テイト・ブリテン・ギャラリーは、16世紀から現代までの英国美術を専門に扱った美術館で、ミレーの有名な「オフィーリア」の他、ターナーやジョシュア・レイノルズなど、英国を代表する画家の作品を数多く展示している。私は絵画にはあまり詳しくないのだが、それでもここに来るたび楽しみにしている大好きな作品がいくつかあって、今回もウィリアム・ブレイクの一連の作品とダンテ・ガブリエル・ロセッティの「プロセルピナ」、そしてリチャード・ダッドの「お伽の樵の入神の一撃」を楽しみにして来た。
ダッドの「お伽の樵の入神の一撃」は、精神に異常をきたした画家ダッドが、精神病院で書いた作品なのだが、小さなキャンバスの中に、妖精を初めとする沢山の架空の生きものが、信じられないくらいの精密さでびっしりと描かれている絵である。まるで、草むらをのぞきこんだら妖精世界が広がっていた、というような、奇妙ながらもリアル感のある視点で描かれている絵で、じっと目を凝らして見れば見るほど新しい発見がある。毎度のことながら、我を忘れてじーっと見入っていたら、いつの間にかクラシック・ギター奏者が私の後ろで演奏を始めたので、これには私もかなりびっくりしてしまった。優しいギターの調べが聴こえだした途端に、絵の中の妖精たちがもぞもぞと動きだしたような錯覚にとらわれ、いつもと違った不思議な鑑賞体験だった。

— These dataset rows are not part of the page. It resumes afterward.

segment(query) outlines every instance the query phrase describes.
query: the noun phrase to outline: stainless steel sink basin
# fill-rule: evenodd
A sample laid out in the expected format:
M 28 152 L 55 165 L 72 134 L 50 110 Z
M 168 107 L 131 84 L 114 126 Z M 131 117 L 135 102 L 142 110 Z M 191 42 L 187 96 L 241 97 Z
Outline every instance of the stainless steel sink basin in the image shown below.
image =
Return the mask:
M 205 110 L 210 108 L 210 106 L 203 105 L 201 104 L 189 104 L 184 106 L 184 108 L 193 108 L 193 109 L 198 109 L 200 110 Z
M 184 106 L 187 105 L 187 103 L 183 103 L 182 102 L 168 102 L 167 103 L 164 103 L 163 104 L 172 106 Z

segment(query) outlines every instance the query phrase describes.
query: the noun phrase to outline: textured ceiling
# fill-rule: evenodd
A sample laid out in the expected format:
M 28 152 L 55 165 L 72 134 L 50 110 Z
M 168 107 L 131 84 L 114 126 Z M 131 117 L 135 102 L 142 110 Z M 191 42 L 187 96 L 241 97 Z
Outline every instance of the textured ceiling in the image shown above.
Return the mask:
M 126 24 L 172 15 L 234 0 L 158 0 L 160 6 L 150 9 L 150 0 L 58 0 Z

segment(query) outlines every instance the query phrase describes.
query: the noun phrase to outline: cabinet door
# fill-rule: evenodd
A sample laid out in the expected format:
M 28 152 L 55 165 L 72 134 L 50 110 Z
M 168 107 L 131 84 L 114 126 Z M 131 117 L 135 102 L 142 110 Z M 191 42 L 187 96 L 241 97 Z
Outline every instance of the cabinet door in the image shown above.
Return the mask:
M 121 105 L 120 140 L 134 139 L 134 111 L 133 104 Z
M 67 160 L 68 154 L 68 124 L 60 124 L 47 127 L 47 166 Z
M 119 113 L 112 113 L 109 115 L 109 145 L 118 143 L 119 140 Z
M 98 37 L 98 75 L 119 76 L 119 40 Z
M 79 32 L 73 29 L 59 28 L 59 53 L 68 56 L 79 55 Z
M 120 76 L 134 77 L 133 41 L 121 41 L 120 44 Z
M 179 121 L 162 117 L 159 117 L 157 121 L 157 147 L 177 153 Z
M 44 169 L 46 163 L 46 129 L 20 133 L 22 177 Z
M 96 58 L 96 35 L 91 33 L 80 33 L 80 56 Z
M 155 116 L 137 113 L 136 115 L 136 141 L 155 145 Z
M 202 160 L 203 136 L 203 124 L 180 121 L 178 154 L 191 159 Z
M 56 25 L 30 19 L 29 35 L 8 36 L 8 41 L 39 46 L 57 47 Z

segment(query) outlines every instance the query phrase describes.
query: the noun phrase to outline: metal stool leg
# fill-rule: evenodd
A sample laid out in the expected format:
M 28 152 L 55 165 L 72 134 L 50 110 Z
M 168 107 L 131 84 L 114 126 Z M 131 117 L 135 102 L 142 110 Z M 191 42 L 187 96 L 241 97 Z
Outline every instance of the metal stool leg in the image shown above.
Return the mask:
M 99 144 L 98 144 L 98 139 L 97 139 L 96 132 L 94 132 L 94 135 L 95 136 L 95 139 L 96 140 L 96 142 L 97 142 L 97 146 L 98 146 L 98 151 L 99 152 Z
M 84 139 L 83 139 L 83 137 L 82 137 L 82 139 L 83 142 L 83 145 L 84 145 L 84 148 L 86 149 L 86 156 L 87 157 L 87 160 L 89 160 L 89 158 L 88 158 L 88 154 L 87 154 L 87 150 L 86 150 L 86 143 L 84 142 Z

テート・ブリテン・ギャラリーの建物自体は、まるで宮殿のような荘厳さをたたえているのだが、この「レイト・アット・ザ・テイト」開催日ばかりはお祭りのようなリラックスした雰囲気。館内の一部ではお酒を飲んでもいい場所が作られていたり、陽気なサックス奏者が軽快に演奏しながら部屋から部屋へと移動して行ったりと、なかなか面白い風景が見られた。私も美術鑑賞後は、外のガーデンでピムズ&レモネードという夏の定番カクテルを楽しみ、テムズ河の風に当たりながらまた来月も来ようと思ったのだった。